しかし意外にも「子供のころは自分がショコラティエになるとは思ってもみなかった」というエヴァン氏。
実は彼のショコラティエとしての才覚は、パティシエとしてのキャリアからスタートしたものでした。
今回は、ジャン=ポール・エヴァン氏についてご紹介します。
フランス西部、マイエンヌ県で子供時代を過ごしたエヴァン氏は、甘いものが大好きな父のためにお菓子を焼くような少年でした。
当時、電子工学の勉強にも励んでいましたが、16歳でパティシエになることを決意。
製菓学校を卒業後、18歳でパリの有名ホテルであるインターコンチネンタル・ホテルに就職し、翌年からホテル・ニッコー・ド・パリで勤め、24歳の時にはシェフパティシエとなるほどの才能を発揮していました。

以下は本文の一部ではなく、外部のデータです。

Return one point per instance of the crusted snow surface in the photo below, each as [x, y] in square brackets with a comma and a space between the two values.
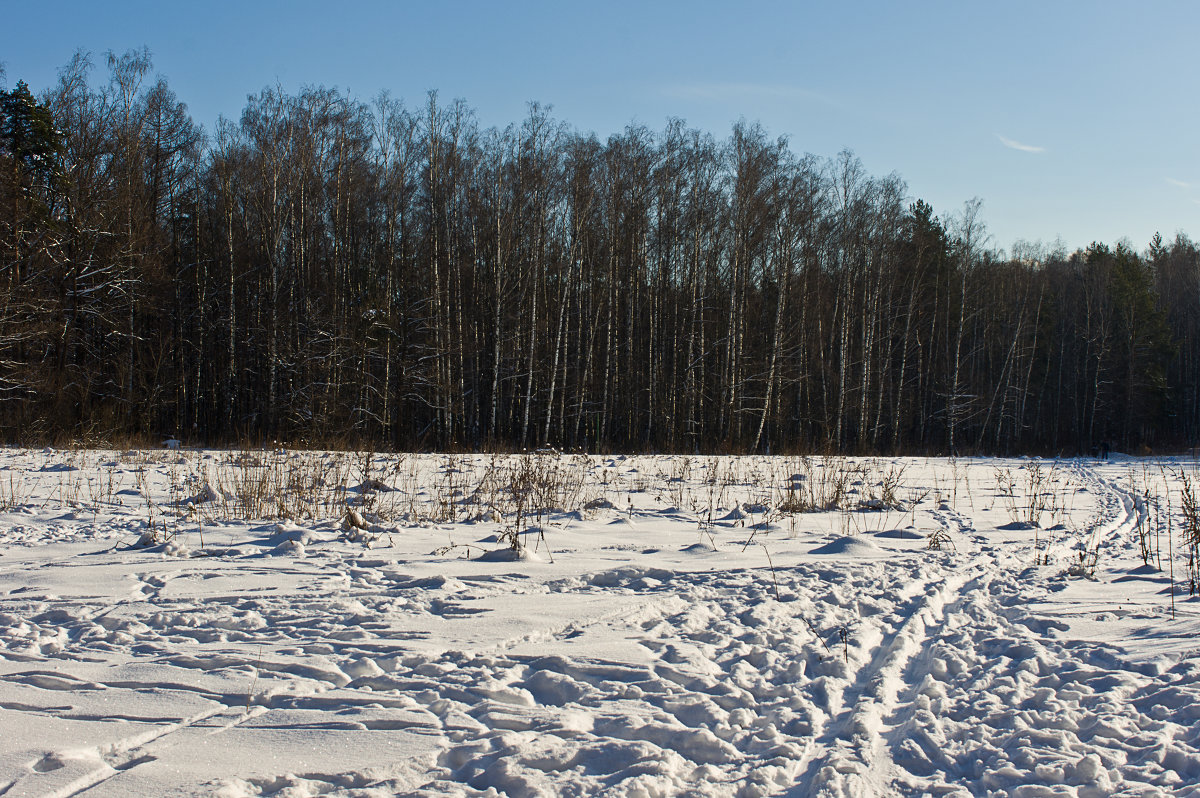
[187, 623]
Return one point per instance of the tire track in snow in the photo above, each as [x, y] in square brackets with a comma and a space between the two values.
[847, 756]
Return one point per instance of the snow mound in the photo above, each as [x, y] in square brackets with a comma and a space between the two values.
[509, 556]
[850, 546]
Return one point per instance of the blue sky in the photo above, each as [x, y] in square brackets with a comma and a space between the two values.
[1073, 120]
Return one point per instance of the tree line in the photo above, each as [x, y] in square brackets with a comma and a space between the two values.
[328, 269]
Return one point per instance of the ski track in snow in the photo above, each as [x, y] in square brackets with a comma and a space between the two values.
[286, 660]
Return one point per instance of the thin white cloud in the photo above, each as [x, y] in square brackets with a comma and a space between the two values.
[1017, 145]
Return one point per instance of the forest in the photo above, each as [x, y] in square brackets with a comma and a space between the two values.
[327, 269]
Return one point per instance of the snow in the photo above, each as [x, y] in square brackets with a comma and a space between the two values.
[205, 623]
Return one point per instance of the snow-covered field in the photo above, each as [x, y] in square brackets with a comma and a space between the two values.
[198, 623]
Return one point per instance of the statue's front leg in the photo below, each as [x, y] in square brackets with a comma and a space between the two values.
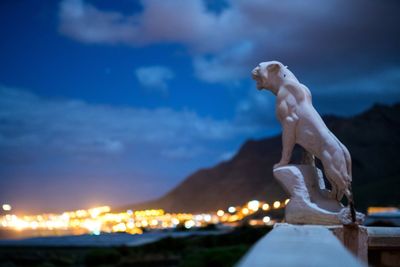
[288, 141]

さらに、ここでフランス料理界の巨匠ジョエル・ロブションと出会い、指導を受ける中で、芸術的な感性を磨いていきます。
その後、フランスの有名パティスリー ペルティエの東京支店のシェフパティシエを1年半勤めました。
その間にも自身の技術を磨くために数々のコンクールに参加し、シャルル・プルースト杯で優勝、クープ・デュ・モンドで優勝、チョコレート国際コンクールで優勝など、あらゆる賞を総なめにしてきました。
このことは当時のフランスのパティシエ界における快挙であり、エヴァン氏の名をトップパティシエとして広めるきっかけとなりました。
そして29歳の時には、パティスリー・コンフィズリー部門でMOFを受賞。
MOFとはMeilleur Ouvrier de Fanceの略で、フランス国家最優秀職人の意味。
日本でいうなら人間国宝に値するような栄誉あるものです。
若干29歳でのMOF受賞は、エヴァン氏を本物のアルチザン(職人)であることを証明し、国内のみならず世界からも注目されることとなりました。
MOFの受賞以降、製菓学校の時からお気に入りの素材であるショコラに特化し、その研究とショコラ作りに情熱を注いでいた結果、今のトップショコラティエとしての地位を確立したのです。
今や、エヴァン氏はチョコレート業界の法王とも呼ばれています。

またエヴァン氏は日本とも関わりが深く、「日本は大好きな第二の祖国」というほど大の親日家です。
最初の日本文化との関わりは、動作の正確さとエレガンスのために、日本の武術を学んでいたこと。
そして、日系ホテルであるホテル・ニッコー・ド・パリに勤めたことをきっかけに、さらに日本文化・習慣を知っていきます。
ペルティエの東京支店のシェフパティシエとして来日した際には、日本の厳格な美意識に感銘を受け、自身の作品にも取り入れられました。
そして独立後、海外初出店の地はやはり大好きな日本。
ここでも彼のショコラは多くの人を虜にし、バレンタインが近くなると数時間待ちの長蛇の列ができることでも有名になりました。
日本経済新聞でも一流ショコラティエとして紹介され、ジャン=ポール・エヴァンの日本上陸は高級チョコレートブームの火付け役となりました。
その後もエヴァン氏は様々な取り組みを行っています。
カカオ豆からチョコレートまでを自社で独自に生産する「Bean-to-Bar」の取り組みや、店舗内に「ショコラ・バー」を設けるなど、常に新しいアプローチを模索する姿勢も、多くのファンを持つ理由ではないでしょうか。
58歳になる今でも情熱をもって仕事と向き合い、努力を惜しまないエヴァン氏は、日本、そしてフランスのショコラティエの頂点に君臨しています。